Zincir
Hayat, doğumdan ölümüne karmaşık bir olaylar zinciridir. Ebenin eliyle başlayan halkalar, mezarcının küreğiyle dünyevi bağlantısından sökülür…
Bir hafta oluyor, akaryakıt fiyatlarında güncellemeye gidildi. Bu arada marketçiler derneği başkanı da, üreticiden alış fiyatıyla kendilerinin müşterilerine satış fiyatları arasındaki geçim makasının da, epeyi açıldığından yakındı. Salgın dolayısıyle müşteri talebi düşünce, kendileri fiyatlara zam yapamamışlar. Kazançtan feragatta bıçak da gelmiş gırtlaklarına dayanmış. Bu arada akaryakıt fiyatlarına yapılan bu artış sonrasında, kendilerinin de haylice hatırı sayılır fiyat artışına gideceklerini duyurdular.

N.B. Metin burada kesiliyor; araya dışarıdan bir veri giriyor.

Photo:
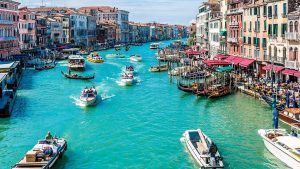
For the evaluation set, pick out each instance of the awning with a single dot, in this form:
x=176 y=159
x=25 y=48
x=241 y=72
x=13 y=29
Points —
x=216 y=62
x=224 y=69
x=246 y=62
x=289 y=72
x=220 y=57
x=275 y=68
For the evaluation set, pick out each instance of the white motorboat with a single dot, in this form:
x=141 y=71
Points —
x=203 y=149
x=44 y=154
x=154 y=45
x=115 y=55
x=127 y=79
x=129 y=70
x=159 y=68
x=284 y=146
x=88 y=96
x=136 y=58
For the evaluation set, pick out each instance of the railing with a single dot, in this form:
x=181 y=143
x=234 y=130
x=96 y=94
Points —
x=233 y=40
x=291 y=64
x=292 y=36
x=8 y=22
x=7 y=38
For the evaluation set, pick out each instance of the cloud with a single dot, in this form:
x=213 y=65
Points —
x=165 y=11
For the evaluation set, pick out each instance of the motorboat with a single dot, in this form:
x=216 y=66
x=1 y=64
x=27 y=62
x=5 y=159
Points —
x=88 y=96
x=127 y=79
x=159 y=68
x=203 y=149
x=116 y=55
x=284 y=146
x=44 y=154
x=129 y=70
x=95 y=58
x=154 y=45
x=136 y=58
x=76 y=62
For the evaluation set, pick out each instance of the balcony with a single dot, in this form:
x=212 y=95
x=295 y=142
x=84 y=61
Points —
x=291 y=65
x=7 y=38
x=232 y=40
x=295 y=36
x=6 y=22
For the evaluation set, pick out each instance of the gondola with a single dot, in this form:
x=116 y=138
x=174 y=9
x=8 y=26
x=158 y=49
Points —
x=75 y=76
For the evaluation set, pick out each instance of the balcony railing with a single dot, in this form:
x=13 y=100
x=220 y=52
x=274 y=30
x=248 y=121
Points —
x=233 y=40
x=8 y=22
x=292 y=36
x=291 y=65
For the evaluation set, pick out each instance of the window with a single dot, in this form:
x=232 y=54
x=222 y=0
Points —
x=291 y=26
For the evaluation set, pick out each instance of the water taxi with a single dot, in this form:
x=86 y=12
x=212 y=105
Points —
x=76 y=62
x=284 y=146
x=136 y=58
x=203 y=149
x=159 y=68
x=154 y=45
x=88 y=96
x=95 y=58
x=44 y=154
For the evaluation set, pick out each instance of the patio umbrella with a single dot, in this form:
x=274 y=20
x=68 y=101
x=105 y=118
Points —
x=294 y=101
x=287 y=94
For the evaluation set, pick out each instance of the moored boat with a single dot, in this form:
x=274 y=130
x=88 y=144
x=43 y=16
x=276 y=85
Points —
x=76 y=62
x=203 y=149
x=44 y=154
x=88 y=96
x=154 y=46
x=136 y=58
x=76 y=76
x=282 y=145
x=159 y=68
x=95 y=58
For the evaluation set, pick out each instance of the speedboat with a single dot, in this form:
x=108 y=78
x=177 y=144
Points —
x=44 y=154
x=136 y=58
x=284 y=146
x=129 y=70
x=203 y=149
x=154 y=46
x=95 y=58
x=159 y=68
x=127 y=79
x=117 y=55
x=88 y=96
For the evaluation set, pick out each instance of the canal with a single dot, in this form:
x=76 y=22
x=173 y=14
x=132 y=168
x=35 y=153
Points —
x=133 y=127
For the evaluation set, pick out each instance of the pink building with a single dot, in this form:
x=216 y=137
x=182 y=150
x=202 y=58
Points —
x=27 y=21
x=9 y=44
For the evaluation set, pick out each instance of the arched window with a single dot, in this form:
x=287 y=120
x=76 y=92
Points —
x=284 y=54
x=295 y=54
x=291 y=26
x=270 y=53
x=291 y=55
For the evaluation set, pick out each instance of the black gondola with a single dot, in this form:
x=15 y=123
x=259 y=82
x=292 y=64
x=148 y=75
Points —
x=75 y=76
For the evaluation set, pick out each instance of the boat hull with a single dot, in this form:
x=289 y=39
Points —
x=280 y=153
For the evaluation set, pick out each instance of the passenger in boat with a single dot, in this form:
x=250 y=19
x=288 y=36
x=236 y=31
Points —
x=49 y=136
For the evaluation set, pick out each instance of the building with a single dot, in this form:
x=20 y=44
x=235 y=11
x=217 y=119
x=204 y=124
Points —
x=27 y=29
x=9 y=43
x=235 y=27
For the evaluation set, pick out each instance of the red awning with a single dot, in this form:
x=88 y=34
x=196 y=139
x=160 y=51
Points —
x=289 y=72
x=275 y=68
x=246 y=62
x=220 y=57
x=216 y=62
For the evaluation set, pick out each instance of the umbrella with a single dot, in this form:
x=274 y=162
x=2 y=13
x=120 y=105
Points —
x=287 y=99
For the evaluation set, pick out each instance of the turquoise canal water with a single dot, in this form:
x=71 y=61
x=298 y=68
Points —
x=133 y=127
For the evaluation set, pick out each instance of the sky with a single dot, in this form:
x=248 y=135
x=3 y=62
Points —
x=162 y=11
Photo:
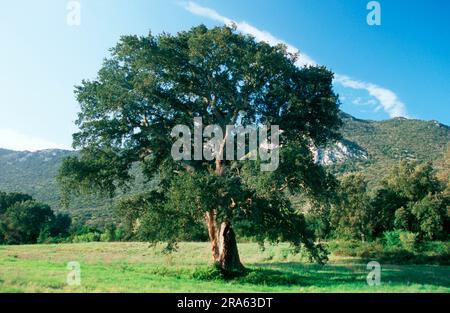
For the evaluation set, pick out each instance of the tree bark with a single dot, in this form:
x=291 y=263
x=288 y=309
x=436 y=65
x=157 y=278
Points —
x=211 y=223
x=228 y=251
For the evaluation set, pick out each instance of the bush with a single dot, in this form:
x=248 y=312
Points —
x=391 y=239
x=398 y=240
x=408 y=241
x=88 y=237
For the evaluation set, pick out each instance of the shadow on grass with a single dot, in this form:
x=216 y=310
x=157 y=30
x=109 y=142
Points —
x=340 y=274
x=284 y=276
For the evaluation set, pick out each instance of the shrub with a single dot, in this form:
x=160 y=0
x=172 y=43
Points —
x=408 y=240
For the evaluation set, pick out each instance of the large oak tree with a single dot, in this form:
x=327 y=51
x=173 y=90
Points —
x=152 y=83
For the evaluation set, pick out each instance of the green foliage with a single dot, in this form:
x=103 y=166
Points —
x=430 y=214
x=352 y=217
x=152 y=83
x=24 y=220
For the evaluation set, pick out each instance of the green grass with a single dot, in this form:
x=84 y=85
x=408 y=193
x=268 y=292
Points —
x=136 y=267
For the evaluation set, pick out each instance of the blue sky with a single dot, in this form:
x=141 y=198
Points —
x=401 y=67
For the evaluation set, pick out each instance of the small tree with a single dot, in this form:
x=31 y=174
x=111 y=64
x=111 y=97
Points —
x=153 y=83
x=430 y=214
x=23 y=222
x=353 y=216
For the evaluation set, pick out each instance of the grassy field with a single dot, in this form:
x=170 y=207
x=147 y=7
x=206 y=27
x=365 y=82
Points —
x=136 y=267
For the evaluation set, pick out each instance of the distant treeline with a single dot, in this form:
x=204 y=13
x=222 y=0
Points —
x=412 y=204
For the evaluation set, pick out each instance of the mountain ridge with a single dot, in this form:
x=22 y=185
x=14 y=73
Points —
x=367 y=146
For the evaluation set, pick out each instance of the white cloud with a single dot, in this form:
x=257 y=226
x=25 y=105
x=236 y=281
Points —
x=14 y=140
x=248 y=29
x=388 y=100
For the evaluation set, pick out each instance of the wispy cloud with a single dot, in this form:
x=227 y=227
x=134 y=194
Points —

Böyle olunca, tabiatıyla, bakkalın 50 liraya sattığı aynı peynirini 65 liraya satma zorunluluğu, bir sebebe bağlandığında, bu, petrol zammının neticesi olarak, hayata geçirilecek.
Peki, o sebep nedir?
Her hal, bir neticedir. Her netice de bir evvelki tekil veya kolektif neticenin sebebi..
Peki, peyniri 50’den 65’e çıkaran sebep, akaryakıtta güncelleme olduğunda, bu neticeyi dar gelirli yoksullara yedirten sebep ya da sebepler nedir, nelerdir, kimdir kimlerdir?..
Zincirin baklaları geriye doğru teker teker incelendiğinde bu gidiş bizi İttihat ve Terakki’ye doğru götürür. Biraz beriye gelip 20’ler dünyasında karar kılalım.
•
Tarım alanında pazar için üretim, her zaman bazı tarım araçlarının hep bir arada bulunmasına bağlı değildir. Sermaye örgütlenmesi en başlarda yer alıyor. Yumuşak sömürgecilik dedikleri “Beyaz kolonizmin” yerleştiği ülkelerde yabancı kredi odakları birbirleriyle kıyasıya yarışırlar.
20’li yıllar Osmanlı’nın sonu, Cumhuriyet’in de başlarına denk düşer. Pakistanlı yardımlarının Atatürk ihtilalince belirlenen ticari zümreye taksim edilişinin ardından, “Beyaz kolonizm” kurma umuduyla av kovalamak yabancı sermaye ile bankalar Türkiye’ye koşuştular.
Üretilen ürünün dışarıya ihraç işleri tüccarların ellerine, verildi, üretim süreçlerinin kontrol ve denetimini de bankalar üstlendiler..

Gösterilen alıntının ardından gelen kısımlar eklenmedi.